Boost logo

Boost :

From: Martin Bonner (martin.bonner_at_[hidden])
Date: 2006-03-08 04:49:25


----Original Message----
From: boost-bounces_at_[hidden]
[mailto:boost-bounces_at_[hidden]] On Behalf Of Andy Little Sent:
07 March 2006 17:43 To: boost_at_[hidden]
Subject: Re: [boost] [bitfield] Initial bitfield proposal
availableinthevault

> "Martin Bonner" wrote
>> Andy Little wrote
>>> "Martin Bonner" <martin.bonner_at_[hidden]> wrote in message
>>> news:D997BF79D1E92C4793B7FCC04B4F90A51D79B6_at_pigeon.pi.local...
>>>> ----Original Message----
>>>> From: Emile Cormier
>>>>
>>>>> The bitfield mechanism relies on this assumption: Unions of
>>>>> non-polymorphic, non-derived objects, having the exact same
>>>>> underlying data member type, will have the same size as this
>>>>> underlying data member type.
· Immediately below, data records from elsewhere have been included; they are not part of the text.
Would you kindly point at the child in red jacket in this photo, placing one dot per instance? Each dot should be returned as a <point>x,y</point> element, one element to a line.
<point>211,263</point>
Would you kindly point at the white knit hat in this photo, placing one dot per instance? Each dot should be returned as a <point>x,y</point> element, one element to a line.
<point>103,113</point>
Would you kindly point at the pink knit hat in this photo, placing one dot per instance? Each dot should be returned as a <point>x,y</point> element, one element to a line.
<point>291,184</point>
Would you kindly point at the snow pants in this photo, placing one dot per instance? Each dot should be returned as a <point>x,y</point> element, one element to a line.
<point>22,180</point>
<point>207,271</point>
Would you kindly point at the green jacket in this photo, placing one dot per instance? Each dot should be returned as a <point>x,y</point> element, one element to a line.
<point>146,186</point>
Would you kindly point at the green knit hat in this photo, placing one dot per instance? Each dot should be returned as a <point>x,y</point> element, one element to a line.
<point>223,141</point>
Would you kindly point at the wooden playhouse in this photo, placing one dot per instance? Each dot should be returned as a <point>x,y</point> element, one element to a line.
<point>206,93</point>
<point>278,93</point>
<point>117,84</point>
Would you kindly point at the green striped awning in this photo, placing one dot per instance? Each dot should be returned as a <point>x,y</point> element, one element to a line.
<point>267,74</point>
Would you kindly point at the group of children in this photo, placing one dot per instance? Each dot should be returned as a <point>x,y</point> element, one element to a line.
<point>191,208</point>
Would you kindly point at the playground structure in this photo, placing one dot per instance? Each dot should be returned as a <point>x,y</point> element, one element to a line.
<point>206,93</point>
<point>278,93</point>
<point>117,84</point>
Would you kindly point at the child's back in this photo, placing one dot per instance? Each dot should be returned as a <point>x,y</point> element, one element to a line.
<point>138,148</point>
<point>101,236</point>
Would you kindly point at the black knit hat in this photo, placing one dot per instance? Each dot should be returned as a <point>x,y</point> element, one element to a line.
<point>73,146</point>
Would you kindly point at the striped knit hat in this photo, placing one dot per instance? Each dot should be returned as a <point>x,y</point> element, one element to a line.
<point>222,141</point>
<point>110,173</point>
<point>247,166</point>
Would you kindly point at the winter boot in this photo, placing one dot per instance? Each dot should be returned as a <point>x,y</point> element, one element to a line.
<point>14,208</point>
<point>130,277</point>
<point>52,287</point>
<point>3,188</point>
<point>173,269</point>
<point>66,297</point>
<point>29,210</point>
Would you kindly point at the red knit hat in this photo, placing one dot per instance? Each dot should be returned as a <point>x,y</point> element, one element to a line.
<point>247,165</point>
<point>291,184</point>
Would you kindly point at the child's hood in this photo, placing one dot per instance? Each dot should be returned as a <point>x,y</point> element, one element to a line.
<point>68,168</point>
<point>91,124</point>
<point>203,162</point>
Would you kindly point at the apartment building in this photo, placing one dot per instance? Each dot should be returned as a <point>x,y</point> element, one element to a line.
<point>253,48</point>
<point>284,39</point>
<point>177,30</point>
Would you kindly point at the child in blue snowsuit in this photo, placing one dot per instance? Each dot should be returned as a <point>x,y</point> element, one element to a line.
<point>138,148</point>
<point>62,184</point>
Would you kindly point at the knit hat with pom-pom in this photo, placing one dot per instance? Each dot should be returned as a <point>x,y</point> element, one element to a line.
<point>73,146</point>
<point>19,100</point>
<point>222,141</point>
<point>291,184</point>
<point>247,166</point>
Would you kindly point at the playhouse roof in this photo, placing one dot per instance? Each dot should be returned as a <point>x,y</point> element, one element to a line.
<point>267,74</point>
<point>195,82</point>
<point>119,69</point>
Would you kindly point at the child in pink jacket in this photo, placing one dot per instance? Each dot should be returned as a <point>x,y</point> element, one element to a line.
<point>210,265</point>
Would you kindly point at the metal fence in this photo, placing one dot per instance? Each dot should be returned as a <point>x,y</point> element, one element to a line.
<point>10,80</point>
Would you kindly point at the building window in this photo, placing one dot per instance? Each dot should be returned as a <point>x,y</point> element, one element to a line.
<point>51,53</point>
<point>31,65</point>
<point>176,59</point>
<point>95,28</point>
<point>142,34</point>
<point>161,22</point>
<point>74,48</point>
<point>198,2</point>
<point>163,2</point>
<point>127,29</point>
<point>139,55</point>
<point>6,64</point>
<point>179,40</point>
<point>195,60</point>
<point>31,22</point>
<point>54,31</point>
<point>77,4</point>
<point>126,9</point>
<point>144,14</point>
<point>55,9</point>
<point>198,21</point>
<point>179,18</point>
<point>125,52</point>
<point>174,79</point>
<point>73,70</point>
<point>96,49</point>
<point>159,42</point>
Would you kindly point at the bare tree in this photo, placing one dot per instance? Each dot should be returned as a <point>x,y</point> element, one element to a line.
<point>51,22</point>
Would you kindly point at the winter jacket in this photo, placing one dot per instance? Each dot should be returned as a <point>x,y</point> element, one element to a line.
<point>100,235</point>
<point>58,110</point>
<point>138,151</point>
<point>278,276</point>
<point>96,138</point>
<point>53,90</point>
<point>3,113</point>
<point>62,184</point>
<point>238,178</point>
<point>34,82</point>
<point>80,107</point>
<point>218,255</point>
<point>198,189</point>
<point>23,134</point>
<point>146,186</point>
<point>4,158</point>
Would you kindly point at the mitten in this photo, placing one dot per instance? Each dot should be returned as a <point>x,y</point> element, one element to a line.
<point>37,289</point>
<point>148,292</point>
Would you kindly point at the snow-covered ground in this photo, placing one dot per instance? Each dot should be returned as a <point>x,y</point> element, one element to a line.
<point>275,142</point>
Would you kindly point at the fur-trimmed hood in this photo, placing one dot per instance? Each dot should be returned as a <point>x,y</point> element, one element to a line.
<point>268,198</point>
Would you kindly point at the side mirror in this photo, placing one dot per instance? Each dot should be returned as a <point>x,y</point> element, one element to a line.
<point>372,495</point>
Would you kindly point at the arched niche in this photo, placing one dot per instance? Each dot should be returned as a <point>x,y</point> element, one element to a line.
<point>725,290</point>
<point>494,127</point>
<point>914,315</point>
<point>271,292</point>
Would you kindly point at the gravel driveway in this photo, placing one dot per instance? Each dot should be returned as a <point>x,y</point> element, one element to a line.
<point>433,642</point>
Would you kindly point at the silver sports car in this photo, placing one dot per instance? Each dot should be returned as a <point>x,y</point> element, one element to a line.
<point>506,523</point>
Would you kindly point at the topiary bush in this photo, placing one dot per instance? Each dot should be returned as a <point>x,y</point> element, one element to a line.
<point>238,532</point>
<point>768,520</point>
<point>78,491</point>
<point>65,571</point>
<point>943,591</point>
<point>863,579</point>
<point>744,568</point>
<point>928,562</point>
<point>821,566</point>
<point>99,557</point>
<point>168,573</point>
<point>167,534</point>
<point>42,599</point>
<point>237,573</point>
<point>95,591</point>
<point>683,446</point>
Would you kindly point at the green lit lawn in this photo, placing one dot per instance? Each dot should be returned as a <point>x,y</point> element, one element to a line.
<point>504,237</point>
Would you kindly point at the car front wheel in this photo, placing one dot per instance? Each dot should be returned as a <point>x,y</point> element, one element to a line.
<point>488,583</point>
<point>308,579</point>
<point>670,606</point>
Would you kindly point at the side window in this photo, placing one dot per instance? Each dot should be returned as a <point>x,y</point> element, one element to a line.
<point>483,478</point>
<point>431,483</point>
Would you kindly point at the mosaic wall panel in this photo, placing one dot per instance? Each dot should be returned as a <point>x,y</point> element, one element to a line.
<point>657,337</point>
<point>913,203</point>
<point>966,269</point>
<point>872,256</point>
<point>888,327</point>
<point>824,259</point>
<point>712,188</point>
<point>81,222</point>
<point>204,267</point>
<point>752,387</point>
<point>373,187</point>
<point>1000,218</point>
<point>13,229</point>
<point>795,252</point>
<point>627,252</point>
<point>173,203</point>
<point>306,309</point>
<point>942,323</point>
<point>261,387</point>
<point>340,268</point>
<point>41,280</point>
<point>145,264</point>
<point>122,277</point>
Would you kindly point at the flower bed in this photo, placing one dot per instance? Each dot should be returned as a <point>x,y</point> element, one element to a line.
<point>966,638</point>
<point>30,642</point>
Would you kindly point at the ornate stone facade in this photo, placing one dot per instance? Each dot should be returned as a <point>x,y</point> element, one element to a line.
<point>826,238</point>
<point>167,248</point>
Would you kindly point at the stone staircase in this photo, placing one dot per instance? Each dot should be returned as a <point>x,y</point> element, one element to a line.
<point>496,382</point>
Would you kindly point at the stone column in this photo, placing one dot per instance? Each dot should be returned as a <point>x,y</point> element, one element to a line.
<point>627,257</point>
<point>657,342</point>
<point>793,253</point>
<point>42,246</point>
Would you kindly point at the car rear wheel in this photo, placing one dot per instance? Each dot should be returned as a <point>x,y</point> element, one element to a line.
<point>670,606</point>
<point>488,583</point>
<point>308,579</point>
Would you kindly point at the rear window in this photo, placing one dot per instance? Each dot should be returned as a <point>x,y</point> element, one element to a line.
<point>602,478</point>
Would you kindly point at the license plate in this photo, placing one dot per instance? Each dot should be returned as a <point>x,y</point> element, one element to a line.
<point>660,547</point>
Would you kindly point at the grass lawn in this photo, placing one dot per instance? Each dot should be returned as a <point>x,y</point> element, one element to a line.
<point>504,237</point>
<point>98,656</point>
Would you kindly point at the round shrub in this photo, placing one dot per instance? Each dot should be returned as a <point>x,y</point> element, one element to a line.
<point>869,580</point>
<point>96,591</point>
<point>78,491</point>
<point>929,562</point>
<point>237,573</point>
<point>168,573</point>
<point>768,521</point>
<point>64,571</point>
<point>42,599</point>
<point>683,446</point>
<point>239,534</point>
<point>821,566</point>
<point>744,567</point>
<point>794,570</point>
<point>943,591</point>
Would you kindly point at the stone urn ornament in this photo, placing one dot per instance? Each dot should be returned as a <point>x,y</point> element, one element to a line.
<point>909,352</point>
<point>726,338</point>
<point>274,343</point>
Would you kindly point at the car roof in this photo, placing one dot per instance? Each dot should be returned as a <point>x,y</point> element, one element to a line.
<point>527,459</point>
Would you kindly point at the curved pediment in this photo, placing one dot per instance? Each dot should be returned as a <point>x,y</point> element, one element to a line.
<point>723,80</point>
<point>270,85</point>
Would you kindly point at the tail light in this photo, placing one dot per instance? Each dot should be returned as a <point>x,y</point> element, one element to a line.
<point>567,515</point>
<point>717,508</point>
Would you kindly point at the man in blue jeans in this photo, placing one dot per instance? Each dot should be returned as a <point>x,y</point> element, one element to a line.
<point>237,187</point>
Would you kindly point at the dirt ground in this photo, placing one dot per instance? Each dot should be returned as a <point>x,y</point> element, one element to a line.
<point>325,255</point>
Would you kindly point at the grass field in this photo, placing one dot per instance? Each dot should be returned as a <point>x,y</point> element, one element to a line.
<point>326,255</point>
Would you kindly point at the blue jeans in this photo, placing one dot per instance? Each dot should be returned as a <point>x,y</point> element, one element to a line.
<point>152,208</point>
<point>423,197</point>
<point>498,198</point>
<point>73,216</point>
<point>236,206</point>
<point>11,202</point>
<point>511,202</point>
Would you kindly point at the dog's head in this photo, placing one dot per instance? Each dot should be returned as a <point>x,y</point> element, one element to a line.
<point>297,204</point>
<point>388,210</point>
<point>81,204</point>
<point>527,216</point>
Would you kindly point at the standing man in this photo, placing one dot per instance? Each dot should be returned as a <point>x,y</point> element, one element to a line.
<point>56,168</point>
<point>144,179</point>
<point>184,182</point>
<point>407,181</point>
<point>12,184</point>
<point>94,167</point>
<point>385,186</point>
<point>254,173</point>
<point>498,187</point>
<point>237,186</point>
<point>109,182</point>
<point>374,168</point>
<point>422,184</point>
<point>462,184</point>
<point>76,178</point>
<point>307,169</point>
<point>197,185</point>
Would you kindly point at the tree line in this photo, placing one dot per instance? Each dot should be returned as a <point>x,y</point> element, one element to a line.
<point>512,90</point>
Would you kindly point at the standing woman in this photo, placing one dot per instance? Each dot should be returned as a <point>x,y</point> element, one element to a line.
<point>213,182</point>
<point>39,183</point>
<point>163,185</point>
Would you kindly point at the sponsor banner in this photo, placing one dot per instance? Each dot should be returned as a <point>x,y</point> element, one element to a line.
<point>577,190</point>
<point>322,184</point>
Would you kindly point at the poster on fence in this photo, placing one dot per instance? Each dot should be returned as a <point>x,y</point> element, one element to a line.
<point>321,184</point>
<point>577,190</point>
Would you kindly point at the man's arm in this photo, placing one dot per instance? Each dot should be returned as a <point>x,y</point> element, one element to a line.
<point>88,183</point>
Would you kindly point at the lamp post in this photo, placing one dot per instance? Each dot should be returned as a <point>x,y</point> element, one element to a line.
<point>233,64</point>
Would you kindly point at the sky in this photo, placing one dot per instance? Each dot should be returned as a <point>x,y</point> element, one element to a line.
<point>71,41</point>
I'm no language lawyer, so please let
>>>>> me know if this is a safe and portable assumption.
>>>>
>>>> I'm not quite sure what you mean, but given:
>>>> struct a { unsigned char ch; };
>>>> struct b { unsigned char ch; };
>>>> union u { a theA; b theB };
>>>> then you are not guaranteed that sizeof(u) == sizeof(unsigned
>>>> char).
>>>
>>> Though in practise you can use:
>>>
>>> BOOST_STATIC_ASSERT(sizeof(u) == sizeof(unsigned char))
>>
>> My point was exactly that you CANNOT use that. (On a certain class
>> of machine).
>
> Why not?. Will it a) compile but be incorrect or b) not compile but
> be incorrect
> or c) not compile but be correct?

The assert will fire.

> How do you store an unsigned char then? (And whatever way that is
> just pretend to the hardware that the struct is an unsigned char)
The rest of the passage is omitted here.